Nau mai, haere mai, welcome to eyeCONTACT, a forum built to encourage art reviews and critical discussion about the visual culture of Aotearoa New Zealand. I'm John Hurrell its editor, a New Zealand writer, artist and curator. While Creative New Zealand and other supporters are generously paying me and other contributors to review exhibitions over the following year, all expressed opinions are entirely our own.

Friday, February 8, 2008

An Exciting Physicality



Jacqueline Fraser
Michael Lett, Auckland
15 January - 9 February 2008

The recent use of deep trays in the very large collages of Jacqueline Fraser allow her to explore a very physical kind of wit, the same kind of precise humour found in say Christian Marclay’s famous combinations of record cover sleeves. Like him she uses exact scale to match contrasting materials to create an exciting new variety of hybrid image. In her case it is used in an exploration of drawing that interacts bodily with her audience. She sets her images in a large dark rectangle that can be visually explored and almost physically entered.

The size of these recent works and the fluidity of Fraser’s images is much more compelling than those seen in her earlier Venice or Walters' Prize projects. She uses clothing, drapes, wigs and decorative materials - such as braid, gold foil and diamantes - to overlay supplementary ornamental detail on to an enlarged image from Vogue of a reclining model with a dog. The resulting creases, hanging folds, ruffles and pleats trumpet fetish items with a sumptuous presence that dominates over the base image. Their drooping three dimensionality adds an unexpected humour that complicates the loaded sexual aura of the undergarments. It exacerbates as well as undermines it. It wavers with an on/off ambivalence.

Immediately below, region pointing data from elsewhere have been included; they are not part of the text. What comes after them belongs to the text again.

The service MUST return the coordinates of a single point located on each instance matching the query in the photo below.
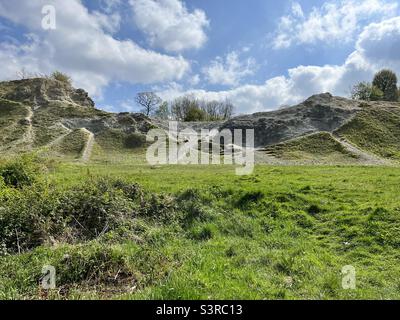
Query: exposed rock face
(321, 112)
(52, 116)
(40, 92)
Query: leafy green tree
(366, 91)
(386, 81)
(195, 114)
(149, 102)
(60, 76)
(163, 111)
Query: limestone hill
(51, 116)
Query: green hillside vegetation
(139, 232)
(318, 146)
(72, 144)
(376, 130)
(115, 139)
(12, 115)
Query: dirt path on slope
(87, 151)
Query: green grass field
(281, 233)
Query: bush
(386, 81)
(21, 172)
(43, 214)
(62, 77)
(135, 140)
(366, 91)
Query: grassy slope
(280, 233)
(375, 130)
(319, 146)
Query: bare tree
(149, 101)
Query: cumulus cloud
(333, 22)
(377, 47)
(83, 46)
(169, 24)
(229, 71)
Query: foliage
(149, 102)
(20, 172)
(386, 81)
(366, 91)
(188, 108)
(163, 111)
(283, 233)
(62, 77)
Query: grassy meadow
(124, 230)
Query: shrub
(366, 91)
(40, 214)
(135, 140)
(62, 77)
(20, 172)
(386, 81)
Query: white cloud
(229, 71)
(333, 22)
(81, 46)
(377, 47)
(169, 25)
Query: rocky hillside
(52, 116)
(326, 129)
(48, 115)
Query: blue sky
(260, 54)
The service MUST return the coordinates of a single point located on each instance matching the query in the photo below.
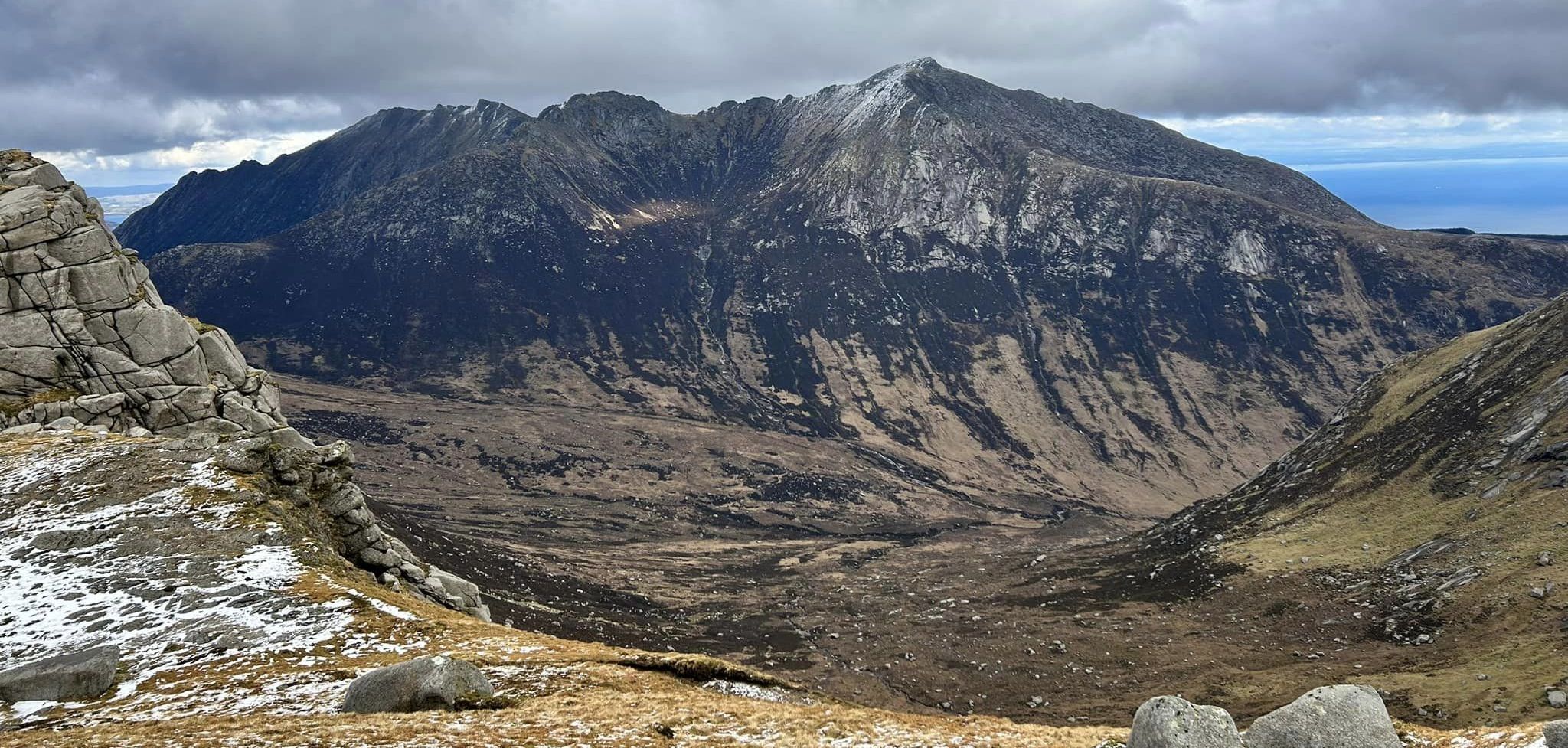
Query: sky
(1418, 112)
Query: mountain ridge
(954, 294)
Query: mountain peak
(911, 68)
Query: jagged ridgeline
(1054, 296)
(88, 345)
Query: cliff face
(984, 281)
(88, 345)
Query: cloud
(170, 74)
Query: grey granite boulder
(76, 676)
(1328, 717)
(1168, 722)
(426, 682)
(1556, 734)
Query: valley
(911, 411)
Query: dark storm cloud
(126, 77)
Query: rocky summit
(1029, 296)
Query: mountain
(266, 200)
(1048, 297)
(1413, 543)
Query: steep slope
(253, 200)
(239, 625)
(1443, 485)
(87, 344)
(1413, 543)
(981, 281)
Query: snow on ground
(170, 576)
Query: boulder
(426, 682)
(1168, 722)
(1556, 734)
(1328, 717)
(74, 676)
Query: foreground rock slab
(1328, 717)
(427, 682)
(1557, 734)
(76, 676)
(1168, 722)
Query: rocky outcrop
(1556, 734)
(322, 477)
(85, 335)
(74, 676)
(87, 342)
(1328, 717)
(426, 682)
(984, 281)
(1170, 722)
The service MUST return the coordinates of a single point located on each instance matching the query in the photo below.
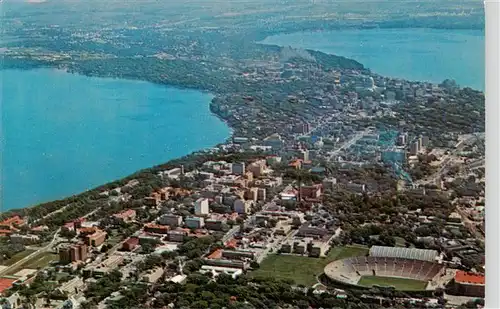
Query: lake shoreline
(231, 129)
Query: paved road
(55, 238)
(348, 143)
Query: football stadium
(403, 269)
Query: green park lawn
(398, 283)
(303, 269)
(17, 257)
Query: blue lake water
(65, 133)
(414, 54)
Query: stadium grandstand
(404, 253)
(469, 284)
(404, 270)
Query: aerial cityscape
(176, 155)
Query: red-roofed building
(11, 223)
(125, 216)
(297, 164)
(130, 244)
(156, 228)
(469, 284)
(310, 192)
(217, 254)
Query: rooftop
(472, 278)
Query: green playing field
(397, 283)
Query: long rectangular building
(404, 253)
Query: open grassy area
(41, 260)
(38, 261)
(398, 283)
(303, 269)
(17, 257)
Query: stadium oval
(403, 269)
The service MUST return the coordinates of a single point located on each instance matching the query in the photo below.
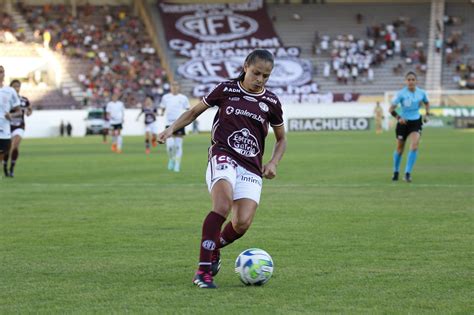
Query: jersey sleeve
(15, 99)
(214, 97)
(163, 102)
(276, 115)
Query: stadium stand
(103, 48)
(458, 48)
(341, 20)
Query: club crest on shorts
(209, 245)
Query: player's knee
(223, 206)
(241, 226)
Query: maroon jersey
(241, 123)
(19, 122)
(150, 115)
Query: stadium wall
(44, 124)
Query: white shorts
(244, 184)
(152, 128)
(18, 132)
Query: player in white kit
(174, 104)
(9, 106)
(116, 113)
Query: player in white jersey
(115, 113)
(174, 104)
(17, 128)
(9, 100)
(151, 126)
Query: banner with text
(217, 37)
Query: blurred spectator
(69, 129)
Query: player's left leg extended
(14, 153)
(178, 153)
(412, 154)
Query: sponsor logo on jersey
(250, 98)
(246, 113)
(228, 89)
(270, 99)
(221, 167)
(229, 110)
(209, 245)
(263, 106)
(244, 143)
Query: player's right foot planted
(408, 177)
(204, 280)
(215, 262)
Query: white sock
(119, 142)
(178, 144)
(170, 148)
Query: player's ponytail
(410, 73)
(260, 54)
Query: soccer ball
(254, 266)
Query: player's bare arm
(14, 114)
(185, 119)
(269, 169)
(139, 114)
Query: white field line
(313, 185)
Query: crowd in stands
(355, 58)
(456, 53)
(113, 43)
(8, 29)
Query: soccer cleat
(204, 280)
(176, 167)
(408, 177)
(215, 262)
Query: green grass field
(83, 230)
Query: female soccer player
(151, 129)
(9, 106)
(173, 104)
(409, 125)
(235, 170)
(17, 126)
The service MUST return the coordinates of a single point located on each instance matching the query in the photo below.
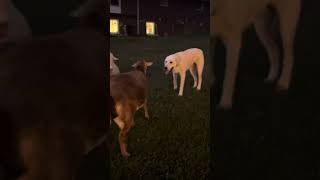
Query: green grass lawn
(174, 143)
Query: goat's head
(142, 65)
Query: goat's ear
(149, 63)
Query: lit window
(114, 26)
(150, 28)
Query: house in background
(159, 17)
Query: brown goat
(129, 91)
(53, 100)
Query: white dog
(178, 63)
(113, 67)
(229, 18)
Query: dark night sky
(47, 16)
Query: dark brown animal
(53, 100)
(129, 91)
(230, 18)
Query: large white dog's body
(229, 18)
(180, 62)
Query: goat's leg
(263, 29)
(123, 138)
(233, 44)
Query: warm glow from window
(114, 26)
(150, 28)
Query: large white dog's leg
(262, 26)
(288, 21)
(182, 80)
(194, 75)
(175, 86)
(200, 70)
(233, 44)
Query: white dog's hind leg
(200, 70)
(182, 80)
(175, 86)
(289, 16)
(193, 72)
(262, 26)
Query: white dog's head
(170, 63)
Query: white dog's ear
(149, 63)
(177, 60)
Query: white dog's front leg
(175, 86)
(182, 79)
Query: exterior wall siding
(181, 17)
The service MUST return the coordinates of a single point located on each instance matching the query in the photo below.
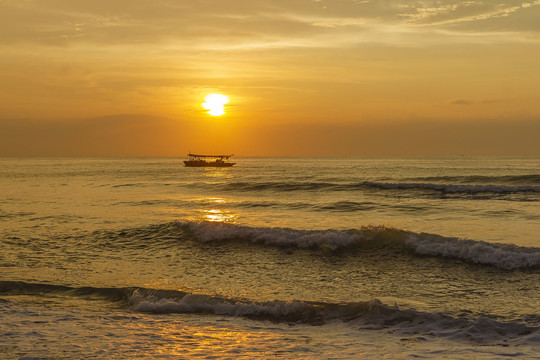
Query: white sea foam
(501, 256)
(329, 239)
(498, 255)
(456, 188)
(368, 315)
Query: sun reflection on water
(217, 215)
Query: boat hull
(199, 163)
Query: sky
(303, 77)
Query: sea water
(311, 258)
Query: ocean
(289, 258)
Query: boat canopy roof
(212, 156)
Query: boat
(198, 160)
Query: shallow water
(275, 257)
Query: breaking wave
(455, 188)
(291, 186)
(372, 314)
(498, 255)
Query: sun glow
(215, 104)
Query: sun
(215, 104)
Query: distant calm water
(274, 258)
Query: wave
(502, 256)
(366, 185)
(531, 179)
(454, 188)
(365, 315)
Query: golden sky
(304, 77)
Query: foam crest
(502, 256)
(368, 315)
(455, 188)
(499, 255)
(329, 239)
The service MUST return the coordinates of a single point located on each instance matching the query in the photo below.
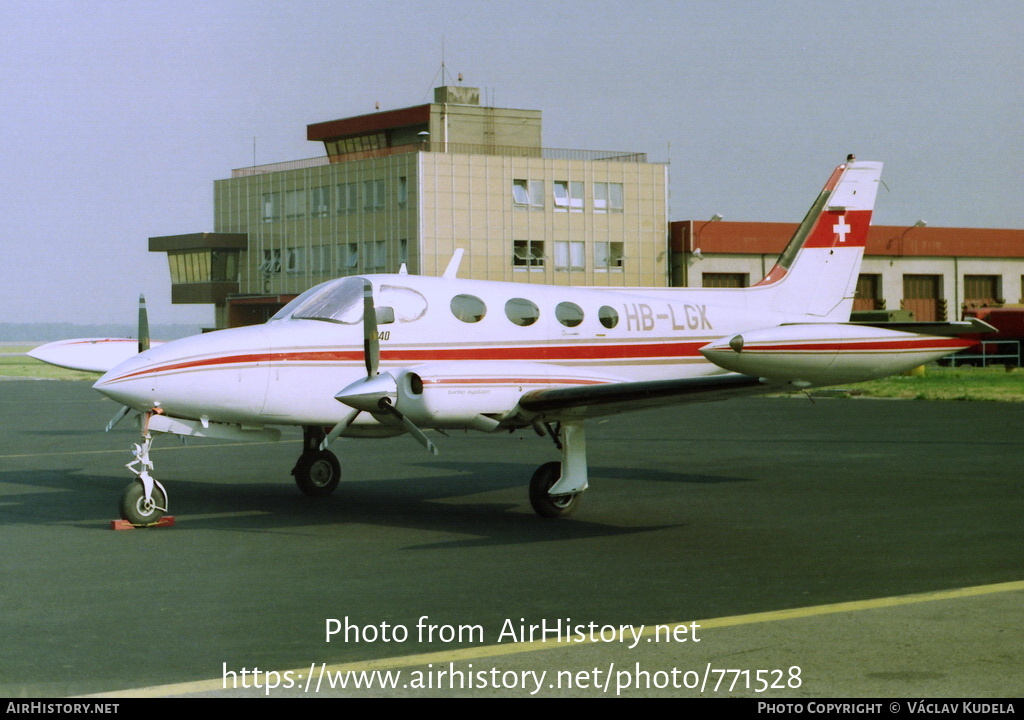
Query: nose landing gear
(144, 500)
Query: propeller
(377, 391)
(143, 345)
(143, 326)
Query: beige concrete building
(410, 186)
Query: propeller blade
(410, 426)
(143, 326)
(339, 428)
(371, 344)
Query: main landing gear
(316, 471)
(556, 488)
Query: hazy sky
(117, 117)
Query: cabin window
(608, 316)
(568, 313)
(468, 308)
(521, 311)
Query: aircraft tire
(317, 473)
(546, 505)
(136, 510)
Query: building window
(271, 207)
(295, 260)
(608, 256)
(725, 280)
(373, 195)
(568, 196)
(527, 195)
(600, 197)
(320, 202)
(981, 291)
(923, 296)
(348, 257)
(380, 254)
(527, 253)
(615, 197)
(348, 200)
(295, 204)
(569, 255)
(868, 295)
(318, 259)
(271, 261)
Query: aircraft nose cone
(222, 374)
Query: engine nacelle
(477, 394)
(827, 353)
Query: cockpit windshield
(334, 301)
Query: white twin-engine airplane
(382, 354)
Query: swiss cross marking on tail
(841, 228)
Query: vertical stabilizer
(817, 272)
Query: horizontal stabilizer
(971, 326)
(622, 396)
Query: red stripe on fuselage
(922, 344)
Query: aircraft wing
(609, 398)
(90, 354)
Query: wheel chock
(165, 521)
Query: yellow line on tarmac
(467, 653)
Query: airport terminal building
(408, 186)
(411, 185)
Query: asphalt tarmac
(842, 547)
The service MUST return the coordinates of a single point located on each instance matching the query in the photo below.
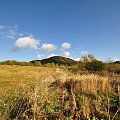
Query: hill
(57, 60)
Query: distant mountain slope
(58, 60)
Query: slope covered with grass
(40, 93)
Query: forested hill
(58, 60)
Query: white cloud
(11, 34)
(39, 56)
(84, 53)
(9, 31)
(66, 54)
(65, 46)
(47, 47)
(51, 55)
(27, 42)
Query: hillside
(57, 60)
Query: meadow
(45, 93)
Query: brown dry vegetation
(40, 93)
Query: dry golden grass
(48, 91)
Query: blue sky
(36, 29)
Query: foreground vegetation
(39, 93)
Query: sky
(38, 29)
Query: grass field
(40, 93)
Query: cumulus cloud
(51, 55)
(9, 31)
(47, 47)
(66, 54)
(65, 46)
(27, 42)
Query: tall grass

Fraser’s titles are repeated as part of her imagery, to be mixed with each photographed model and her accoutrements. Her love of language though brings an emotional shrillness that interferes with and not complements the image. Maybe these titles would work better as texts alone: as single composed sentences or written poetic stacks of horizontal lines – anything but components in these trays. Their piercing tone (like fingernails on a blackboard) eats into the work’s touting of its own construction and sensual rhythms, a quality that might be valuable if separated and expanded in isolation – as written language or sound, but not as image.